Alors que le film « F1 The Movie » a récemment captivé les cinémas, Liberty Media annonce que les aspects commerciaux de la Formule 1 restent solides. Fort de ce succès, le groupe prévoit désormais d’appliquer une stratégie similaire à son acquisition récente, le MotoGP. Dans son rapport financier du deuxième trimestre, clos le 30 juin, Liberty n’a pas détaillé le bénéfice par action, attendu à 0,66 $ selon les prévisions de CNBC Pro. Malgré tout, la réaction des investisseurs a été négative, avec une baisse du titre de 3 % en clôture. Pourtant, le PDG Derek Chang a souligné une dynamique positive, mettant en avant « des résultats financiers et opérationnels excellent » pour la Formule 1 sur le premier semestre.

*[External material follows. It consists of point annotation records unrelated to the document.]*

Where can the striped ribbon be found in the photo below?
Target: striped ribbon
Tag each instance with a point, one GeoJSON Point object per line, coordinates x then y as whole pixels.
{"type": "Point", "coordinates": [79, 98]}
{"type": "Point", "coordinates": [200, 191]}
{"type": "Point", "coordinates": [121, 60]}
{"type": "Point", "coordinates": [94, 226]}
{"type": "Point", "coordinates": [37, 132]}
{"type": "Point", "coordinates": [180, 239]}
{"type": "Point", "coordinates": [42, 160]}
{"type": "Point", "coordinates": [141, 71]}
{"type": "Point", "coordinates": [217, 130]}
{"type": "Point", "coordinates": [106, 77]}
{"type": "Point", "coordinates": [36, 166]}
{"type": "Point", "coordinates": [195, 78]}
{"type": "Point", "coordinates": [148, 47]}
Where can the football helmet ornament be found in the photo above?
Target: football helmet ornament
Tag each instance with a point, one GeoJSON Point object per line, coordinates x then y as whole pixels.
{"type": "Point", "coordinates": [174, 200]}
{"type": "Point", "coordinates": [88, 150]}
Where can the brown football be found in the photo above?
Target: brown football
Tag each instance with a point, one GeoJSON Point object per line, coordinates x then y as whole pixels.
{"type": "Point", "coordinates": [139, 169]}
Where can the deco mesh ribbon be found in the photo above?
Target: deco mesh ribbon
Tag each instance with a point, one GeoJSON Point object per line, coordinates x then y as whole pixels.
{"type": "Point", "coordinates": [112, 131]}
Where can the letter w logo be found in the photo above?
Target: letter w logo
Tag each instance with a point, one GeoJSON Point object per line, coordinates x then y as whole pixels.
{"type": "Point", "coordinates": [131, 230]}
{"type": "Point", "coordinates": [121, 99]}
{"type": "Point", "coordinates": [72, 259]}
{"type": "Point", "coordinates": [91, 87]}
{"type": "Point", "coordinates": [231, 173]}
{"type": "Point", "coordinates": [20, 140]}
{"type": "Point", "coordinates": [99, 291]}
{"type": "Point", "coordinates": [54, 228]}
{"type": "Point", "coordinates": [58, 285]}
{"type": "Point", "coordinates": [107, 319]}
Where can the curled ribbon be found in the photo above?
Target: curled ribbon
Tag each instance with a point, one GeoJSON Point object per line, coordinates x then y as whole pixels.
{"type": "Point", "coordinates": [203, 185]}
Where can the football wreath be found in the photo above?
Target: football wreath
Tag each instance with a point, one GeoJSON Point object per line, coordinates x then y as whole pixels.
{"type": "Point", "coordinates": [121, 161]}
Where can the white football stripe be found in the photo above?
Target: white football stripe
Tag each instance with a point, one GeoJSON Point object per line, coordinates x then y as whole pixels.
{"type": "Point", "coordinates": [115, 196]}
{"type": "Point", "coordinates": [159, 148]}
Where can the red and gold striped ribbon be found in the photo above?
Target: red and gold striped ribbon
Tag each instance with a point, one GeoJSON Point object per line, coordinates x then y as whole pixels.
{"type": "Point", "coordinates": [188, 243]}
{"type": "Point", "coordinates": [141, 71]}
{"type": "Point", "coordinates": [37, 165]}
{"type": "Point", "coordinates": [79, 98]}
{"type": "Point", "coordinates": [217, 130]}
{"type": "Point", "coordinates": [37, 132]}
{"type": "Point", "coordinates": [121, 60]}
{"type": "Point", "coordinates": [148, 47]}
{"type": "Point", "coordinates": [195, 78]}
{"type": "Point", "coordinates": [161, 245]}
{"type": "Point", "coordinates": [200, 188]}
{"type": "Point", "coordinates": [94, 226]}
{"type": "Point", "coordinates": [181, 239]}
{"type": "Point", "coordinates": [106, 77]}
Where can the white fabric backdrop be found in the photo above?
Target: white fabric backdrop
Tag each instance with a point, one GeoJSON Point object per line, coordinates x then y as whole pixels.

Comparer ce trimestre à celui de l’an passé est délicat, puisque le calendrier comptait huit courses en 2023 contre neuf cette année. Toutefois, sur les six premiers mois, le nombre et la répartition des Grands Prix sont similaires, offrant une base de comparaison plus équilibrée. Sur cette période, les revenus totaux du groupe ont atteint 1,788 milliard de dollars, en hausse de 14 % par rapport à l’an passé, tandis que le résultat opérationnel a connu une progression notable de 38 %, passant de 154 à 213 millions de dollars.
Les résultats du trimestre intègrent également des revenus exceptionnels liés à une licence pour « F1 The Movie ». Liberty Media n’a pas communiqué le montant exact, évoquant toutefois un chiffre à huit chiffres, situé dans la « fourchette basse des dizaines de millions », reflet du rôle important de la F1 dans ce projet cinématographique. Stefano Domenicali, le directeur général de la Formule 1, a souligné plusieurs nouveaux partenariats, notamment avec PepsiCo, et des accords de licence avec Lego et Disney, témoignant de la solidité commerciale de la discipline. Les recettes principales de la F1 proviennent des frais de promotion des courses, des droits médias, puis des sponsors, dans cet ordre de priorité.
En ce qui concerne les droits médias, Domenicali a confirmé que l’offre F1 TV serait maintenue aux États-Unis sous une nouvelle entente, un point soulevé en amont par Sports Business Journal. Aucun contrat n’est encore finalisé mais les négociations avancent, Apple étant pressenti comme le principal acquéreur des droits américains, sans annonce officielle à ce jour. Apple a uniquement évoqué le succès de « F1 The Movie » lors de sa récente présentation aux analystes, sans faire de commentaires spécifiques sur la Formule 1. Selon Domenicali, le groupe privilégie un accord à moyen terme, plutôt qu’un engagement long, pour conserver une marge de manœuvre quant à la progression future du championnat. « Il faut atteindre un juste équilibre entre visibilité et notoriété », précise-t-il, rassurant sur la bonne régularité de ces négociations.
Points à retenir
- Liberty Media capitalise sur l’élan du film « F1 The Movie » pour renforcer sa stratégie commerciale, notamment avec le MotoGP.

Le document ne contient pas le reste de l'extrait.